Horses help to heal grief
Mike Chouinard, The Times
Published: Friday, June 19, 2009
The novel and film, The Horse Whisperer, focused on a talented horse trainer with a gift for communicating with the animals.
At a Chilliwack stable this past weekend, hospice groups were working on the same principle with their first-ever Horse Whisperer Grief Camp. Organized by Chilliwack Hospice and Langley Hospice, in conjunction with Val Jackson and Wayne Pelletier of White Dove Stables, the camp offered 30 kids the chance to communicate with these animals as part of their grieving process. Chilliwack Hospice executive director Geri McGrath said that while there are other horse camps for kids, a horse grief camp for kids in this country is a new thing.
"This is a first for hospice in Canada," she said.
She, herself, boards a horse at the stables and understands the power of a relationship with these animals.
"They're just so intuitive," she said.
They have had other therapy programs at White Dove, and Jackson is pleased the horses can help kids who need to work through some tough emotions.
"I know how much kids love horses," she said.

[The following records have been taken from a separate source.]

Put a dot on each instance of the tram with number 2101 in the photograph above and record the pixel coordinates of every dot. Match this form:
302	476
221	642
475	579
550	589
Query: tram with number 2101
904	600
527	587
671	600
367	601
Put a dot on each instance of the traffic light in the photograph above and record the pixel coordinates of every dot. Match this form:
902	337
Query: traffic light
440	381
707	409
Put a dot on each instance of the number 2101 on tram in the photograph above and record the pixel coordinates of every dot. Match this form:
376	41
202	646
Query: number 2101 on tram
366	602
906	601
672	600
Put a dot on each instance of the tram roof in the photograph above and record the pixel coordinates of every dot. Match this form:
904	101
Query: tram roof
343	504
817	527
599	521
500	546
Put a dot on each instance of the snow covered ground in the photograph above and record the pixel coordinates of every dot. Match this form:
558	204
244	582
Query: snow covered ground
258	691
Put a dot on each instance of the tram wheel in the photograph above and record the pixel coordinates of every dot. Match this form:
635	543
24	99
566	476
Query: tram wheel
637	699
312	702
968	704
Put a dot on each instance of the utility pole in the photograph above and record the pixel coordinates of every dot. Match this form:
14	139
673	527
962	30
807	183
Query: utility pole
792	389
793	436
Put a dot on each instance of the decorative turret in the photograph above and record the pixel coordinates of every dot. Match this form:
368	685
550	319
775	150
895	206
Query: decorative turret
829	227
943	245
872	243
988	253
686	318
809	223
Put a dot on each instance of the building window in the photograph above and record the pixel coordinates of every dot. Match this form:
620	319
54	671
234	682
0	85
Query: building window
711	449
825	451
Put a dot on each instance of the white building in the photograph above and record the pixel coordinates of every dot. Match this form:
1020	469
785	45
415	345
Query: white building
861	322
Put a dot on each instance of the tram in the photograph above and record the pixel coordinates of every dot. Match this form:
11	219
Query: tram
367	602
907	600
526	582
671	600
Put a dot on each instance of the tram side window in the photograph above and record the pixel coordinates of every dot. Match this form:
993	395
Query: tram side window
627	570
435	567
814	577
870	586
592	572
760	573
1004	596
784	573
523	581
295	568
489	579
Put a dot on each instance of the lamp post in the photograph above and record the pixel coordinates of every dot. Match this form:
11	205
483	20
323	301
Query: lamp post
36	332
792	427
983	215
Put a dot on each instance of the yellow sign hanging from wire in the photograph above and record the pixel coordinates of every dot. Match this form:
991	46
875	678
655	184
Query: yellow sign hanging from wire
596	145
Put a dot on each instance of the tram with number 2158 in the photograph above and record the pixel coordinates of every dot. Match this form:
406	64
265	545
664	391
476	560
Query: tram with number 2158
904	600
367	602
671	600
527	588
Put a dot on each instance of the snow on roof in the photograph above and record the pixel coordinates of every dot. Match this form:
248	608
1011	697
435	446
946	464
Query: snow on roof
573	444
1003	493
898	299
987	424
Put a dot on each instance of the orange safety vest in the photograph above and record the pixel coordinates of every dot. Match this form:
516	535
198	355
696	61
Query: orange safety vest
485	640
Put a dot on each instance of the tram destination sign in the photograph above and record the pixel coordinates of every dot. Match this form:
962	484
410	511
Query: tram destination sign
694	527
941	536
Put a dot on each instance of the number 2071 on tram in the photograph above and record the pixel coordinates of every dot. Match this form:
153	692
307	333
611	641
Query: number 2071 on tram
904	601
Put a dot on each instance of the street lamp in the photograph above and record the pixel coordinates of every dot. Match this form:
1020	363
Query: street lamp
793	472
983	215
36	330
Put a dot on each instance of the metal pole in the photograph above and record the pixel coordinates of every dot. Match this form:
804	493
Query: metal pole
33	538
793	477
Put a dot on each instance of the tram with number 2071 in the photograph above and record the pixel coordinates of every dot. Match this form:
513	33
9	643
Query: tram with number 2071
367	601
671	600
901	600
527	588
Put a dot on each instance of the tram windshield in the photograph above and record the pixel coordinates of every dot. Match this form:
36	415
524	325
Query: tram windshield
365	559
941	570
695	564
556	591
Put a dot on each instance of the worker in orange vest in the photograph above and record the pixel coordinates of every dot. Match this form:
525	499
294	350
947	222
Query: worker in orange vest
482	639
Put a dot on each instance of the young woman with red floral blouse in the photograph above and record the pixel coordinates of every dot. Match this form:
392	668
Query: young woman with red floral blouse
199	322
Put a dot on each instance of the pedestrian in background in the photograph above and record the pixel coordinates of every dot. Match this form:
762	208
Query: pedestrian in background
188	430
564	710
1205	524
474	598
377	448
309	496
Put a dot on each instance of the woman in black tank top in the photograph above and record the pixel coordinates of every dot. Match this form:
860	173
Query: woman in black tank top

For Jackson, being with the horses sometimes feels like being in a dream and she knows that spending time with an animal can create special a bond for people, especially ones facing difficult circumstances.
"It has worked amazingly well when nothing else has," she said.
There were five stations set up at the stables, most of which involved horses to some degree. At one, the kids were busy on artwork with an equine theme.
"They're just drawing horses and talking about whatever comes up," said artist and teacher Diane Williams, who, with colleague Lesley Garratt, was helping the kids with their artistic expressions.
At another station, some kids made mandalas--typically circular diagrams with strong spiritual connections common to many cultures--while others sewed a button blanket with the hospice butterfly logo or took part in First Nations drumming.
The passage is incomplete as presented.